The Mumbai civic standing committee has attempted to block progress on the underground car parks several times. It all comes down to the contractors, which the committee believes have been chosen unfairly. What seems to bother the committee most, however, is the BMC's unorthodox business model for the car parks, which will allow the contractors who build and maintain the lots to keep the revenue for 30 years. After this period, the lots will revert to BMC ownership at no cost to the BMC.
The BMC counters by pointing out that this is not a scam; it is a way to rapidly increase parking capacity. BMC says it is not economically feasible to maintain the parking lots on its own, so handing the responsibility – and the revenue – over to the contractors may be the only way to get South Mumbai the parking capacity it desperately needs today.

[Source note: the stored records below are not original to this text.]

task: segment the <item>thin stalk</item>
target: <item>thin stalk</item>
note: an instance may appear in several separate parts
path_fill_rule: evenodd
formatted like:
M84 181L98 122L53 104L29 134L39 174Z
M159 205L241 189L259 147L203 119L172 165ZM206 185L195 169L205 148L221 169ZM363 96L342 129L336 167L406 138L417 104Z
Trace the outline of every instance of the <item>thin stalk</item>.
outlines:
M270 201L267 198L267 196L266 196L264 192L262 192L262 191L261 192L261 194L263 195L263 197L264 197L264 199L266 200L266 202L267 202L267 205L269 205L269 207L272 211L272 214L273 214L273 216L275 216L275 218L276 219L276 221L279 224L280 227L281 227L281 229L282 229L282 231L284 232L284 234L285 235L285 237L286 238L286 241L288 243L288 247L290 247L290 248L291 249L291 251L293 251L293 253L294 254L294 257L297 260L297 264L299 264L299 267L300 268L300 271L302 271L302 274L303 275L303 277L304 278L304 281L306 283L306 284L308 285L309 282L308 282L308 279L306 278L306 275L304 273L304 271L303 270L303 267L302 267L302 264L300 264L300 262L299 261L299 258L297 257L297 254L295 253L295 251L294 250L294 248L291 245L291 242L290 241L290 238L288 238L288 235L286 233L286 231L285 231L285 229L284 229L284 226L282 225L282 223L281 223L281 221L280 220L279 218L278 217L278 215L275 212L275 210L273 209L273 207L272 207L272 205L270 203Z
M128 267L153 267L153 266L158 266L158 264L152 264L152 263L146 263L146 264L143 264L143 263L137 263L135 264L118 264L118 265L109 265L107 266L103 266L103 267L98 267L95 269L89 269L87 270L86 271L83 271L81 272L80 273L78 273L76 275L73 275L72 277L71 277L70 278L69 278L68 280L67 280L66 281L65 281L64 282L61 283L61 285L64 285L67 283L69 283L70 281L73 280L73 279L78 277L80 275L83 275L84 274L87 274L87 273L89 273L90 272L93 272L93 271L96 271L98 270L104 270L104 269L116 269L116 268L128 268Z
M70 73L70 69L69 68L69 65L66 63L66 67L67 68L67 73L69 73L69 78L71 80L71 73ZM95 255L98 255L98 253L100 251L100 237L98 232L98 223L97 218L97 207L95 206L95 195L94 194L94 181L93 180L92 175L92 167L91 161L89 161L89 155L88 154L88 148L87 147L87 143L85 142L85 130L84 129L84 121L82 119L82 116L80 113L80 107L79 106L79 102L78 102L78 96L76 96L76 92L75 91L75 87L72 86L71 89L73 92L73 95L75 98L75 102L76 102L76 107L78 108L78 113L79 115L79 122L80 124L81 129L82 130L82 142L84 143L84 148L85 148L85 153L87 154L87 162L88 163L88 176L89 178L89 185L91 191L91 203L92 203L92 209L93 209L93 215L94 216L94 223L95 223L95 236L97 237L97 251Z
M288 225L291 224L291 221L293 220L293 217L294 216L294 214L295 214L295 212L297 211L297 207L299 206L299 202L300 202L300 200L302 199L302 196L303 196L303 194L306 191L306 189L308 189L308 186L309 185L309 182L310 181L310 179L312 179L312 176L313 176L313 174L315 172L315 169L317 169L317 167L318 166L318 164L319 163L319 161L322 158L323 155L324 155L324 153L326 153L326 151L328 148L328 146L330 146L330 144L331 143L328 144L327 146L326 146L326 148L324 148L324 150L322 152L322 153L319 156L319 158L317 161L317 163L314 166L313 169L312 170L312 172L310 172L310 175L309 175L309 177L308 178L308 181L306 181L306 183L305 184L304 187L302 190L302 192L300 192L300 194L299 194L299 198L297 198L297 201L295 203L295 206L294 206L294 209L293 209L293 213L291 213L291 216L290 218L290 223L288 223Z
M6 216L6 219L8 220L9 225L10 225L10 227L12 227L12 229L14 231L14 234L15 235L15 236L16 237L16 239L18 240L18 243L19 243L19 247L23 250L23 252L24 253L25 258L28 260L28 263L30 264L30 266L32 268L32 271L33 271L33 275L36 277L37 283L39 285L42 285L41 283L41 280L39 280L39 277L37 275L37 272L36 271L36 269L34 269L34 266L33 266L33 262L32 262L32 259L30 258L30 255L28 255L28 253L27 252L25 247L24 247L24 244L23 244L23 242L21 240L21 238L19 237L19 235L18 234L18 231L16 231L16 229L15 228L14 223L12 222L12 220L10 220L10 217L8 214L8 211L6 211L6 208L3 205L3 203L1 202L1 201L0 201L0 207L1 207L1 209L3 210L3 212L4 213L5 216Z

In a blog in August and a full article in the October-November issue of Parking World, I covered some of the challenges of parking in India, and specifically in Mumbai. This city needs to take some new approaches to solving its extensive parking problems, and unless corruption can be proven with regard to these specific projects, the BMC should be given freedom to experiment with non-traditional economic models that work.